Microgrids are localized grids that better ensure reliability to corporate campuses. Capable of either working when the central network goes down or as a full-time distributor of electrons, they most often are used in combination with renewables or natural gas generated at the place of consumption. If battery storage becomes widespread, they would be even more effective — tools to allow such enterprises to store electrons and to release later on when they would be needed.
Why are these innovations taking off? In a piece she penned for the IEEE Smart Grid newsletter, Sally Jacquemin of Siemens Digital Grid says that there are three main reasons: First, onsite generation that uses green energy or natural gas have “jump started” the innovation, she says.
Second, the need to be always-on and avoid power outages means that microgrids are a necessity for many operations. Third, they are great energy savers, enabling companies to reduce their lighting and cooling costs — or those associated with managing buildings.
Siemens is partnering with a Native American reservation, Humboldt University and PG&E Corp. to build a community microgrid in Northern California that runs on solar panels, biomass and diesel generators, in combination with battery storage. The microgrid will service a 100-acre territory.

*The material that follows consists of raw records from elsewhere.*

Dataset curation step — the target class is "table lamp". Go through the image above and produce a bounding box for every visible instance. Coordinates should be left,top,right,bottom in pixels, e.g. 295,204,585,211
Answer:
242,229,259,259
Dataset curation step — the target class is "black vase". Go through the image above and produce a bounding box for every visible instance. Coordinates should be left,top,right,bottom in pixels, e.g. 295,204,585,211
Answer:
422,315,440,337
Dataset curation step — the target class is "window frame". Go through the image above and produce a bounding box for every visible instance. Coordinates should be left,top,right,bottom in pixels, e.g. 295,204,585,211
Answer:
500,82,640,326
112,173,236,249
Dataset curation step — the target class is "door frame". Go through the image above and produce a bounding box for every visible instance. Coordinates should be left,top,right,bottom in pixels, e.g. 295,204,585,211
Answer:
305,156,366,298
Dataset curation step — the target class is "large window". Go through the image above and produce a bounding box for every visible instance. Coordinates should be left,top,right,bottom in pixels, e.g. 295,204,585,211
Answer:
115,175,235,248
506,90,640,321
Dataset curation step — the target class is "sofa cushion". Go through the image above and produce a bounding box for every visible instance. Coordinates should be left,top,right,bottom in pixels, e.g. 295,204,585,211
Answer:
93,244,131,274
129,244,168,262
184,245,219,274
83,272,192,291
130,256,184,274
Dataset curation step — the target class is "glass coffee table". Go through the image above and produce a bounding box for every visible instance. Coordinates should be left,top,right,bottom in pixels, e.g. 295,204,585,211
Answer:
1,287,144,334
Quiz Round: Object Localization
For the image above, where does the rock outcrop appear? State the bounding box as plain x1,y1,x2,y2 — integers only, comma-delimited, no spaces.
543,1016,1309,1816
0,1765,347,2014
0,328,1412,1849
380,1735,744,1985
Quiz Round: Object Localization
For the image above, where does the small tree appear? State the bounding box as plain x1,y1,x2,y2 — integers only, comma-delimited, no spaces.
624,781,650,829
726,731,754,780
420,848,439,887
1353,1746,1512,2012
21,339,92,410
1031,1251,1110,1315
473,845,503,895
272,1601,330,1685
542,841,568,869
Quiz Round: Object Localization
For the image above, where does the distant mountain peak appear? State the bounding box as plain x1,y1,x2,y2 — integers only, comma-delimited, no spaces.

Who is building microgrids? Because it is the hottest thing, it’s everyone from the traditional utilities to the tech-savvy businesses: PG&E Corp. and Sempra on the utility side and SolarCity Corp. on the non-traditional side.
Building the microgrids is one function — one needed to increase revenues at a time when the pie is getting sliced in multiple pieces. But companies are running microgrids because it has market value, on a number of levels. Consumers want to buy from companies that have green brands. But the companies want to implement the enclosed grids because it increases reliability.
“Any project that adds decentralized energy resources such as solar and battery easily realizes an extremely attractive return on investment for this advanced control technology,” writes Siemens’ Jacquemin. It is perhaps as much as $200,000 or $300,000 a year.
Will microgrids endure? It’s early yet but the signals are that it is good for business — both for those building the networks and for those businesses implementing them. To the extent that markets put a premium on green energies and electricity reliability, their use will expand.